Thomas Kokoraleis, 25, and his brother, Andrew Kokoraleis, 22, also are charged with murder in the Sutton case and will be tried separately at the conclusion of the Spreitzer trial. All three men are serving life sentences with no chance of parole for other killings.

Spreitzer appeared in front of Judge Edward Kowal in a Wheaton courtroom Monday afternoon. He waived his right to a trial by jury, and Kowal scheduled opening arguments for 9:30 a.m. Tuesday.

In an earlier effort to avoid the death penalty, Spreitzer pleaded guilty in April, 1984, in Cook County Criminal Court to four murders, including the May, 1982, killing of a 30-year-old Lombard woman.

Thomas Kokoraleis was convicted in Du Page County in September, 1984, for his role in the May, 1982, murder of a 21-year-old Elmhurst woman. Andrew Kokoraleis was convicted in Cook County in February, 1985, for his role in the slaying of a 30-year-old Broadview woman.

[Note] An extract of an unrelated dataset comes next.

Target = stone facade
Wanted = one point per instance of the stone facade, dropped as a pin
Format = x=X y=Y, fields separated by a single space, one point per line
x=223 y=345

Prosecutors sought the death penalty in both cases but were denied.

Linda Sutton is thought by investigators to be one of the first victims in a grisly, 18-month series of mutilations and murders allegedly committed by the Kokoraleis brothers, Spreitzer and Robin Gecht, 32, whom investigators believe was the leader of the gang.

Police apprehended Gecht and Spreitzer in October, 1982, after a prostitute identified Gecht as the man who picked her up on the North Side, handcuffed her, raped her, cut off one of her breasts and left her for dead in an alley. At the time of his arrest, Spreitzer was driving Gecht`s red, 1975 Chevrolet van, in which many of the crimes allegedly occurred.

Spreitzer confessed his role in numerous slayings to Cook County state`s attorneys and implicated the Kokoraleis brothers, who subsequently were arrested. Spreitzer was not charged in the incident involving the prostitute. Investigators piecing together stories told by the three men said that Gecht, a self-employed carpenter and electrician, led Satanic rites in the attic of his house at 2163 N. McVicker Ave. Spreitzer lived for a time with Gecht and his wife; the Kokoraleis brothers, who lived in Villa Park, worked for Gecht.

Police said the men allegedly would abduct young women and sexually abuse and mutilate them before using parts of their bodies in Satanic rituals.

Gecht is the only one of the four who has never confessed to any killings. He was convicted in September, 1983, of the rape and mutilation of the prostitute who identified him as her assailant, and is serving a 120-year prison sentence. He was not charged in the Sutton case.

Prosecutor Brian Telander, chief of the criminal division for the Du Page County state`s attorney`s office, said he expects to call fewer than 10 witnesses in the Spreitzer trial and to establish that the confession statements contained details that only the murderers could have known.

Public defender Carol Anfinson, Spreitzer`s attorney, said in court Monday that her client is reserving the right to have a jury decide his sentence at the conclusion of the trial.

Officials in Du Page and Cook Counties have said that the four men may be responsible for up to 18 unsolved murders and disappearances in 1981 and 1982, including the disappearance of Carole Pappas, 42, the wife of former Chicago Cubs pitcher Milt Pappas.

No other charges, except for the charges against Spreitzer and the two brothers in the Sutton case, are pending against the men.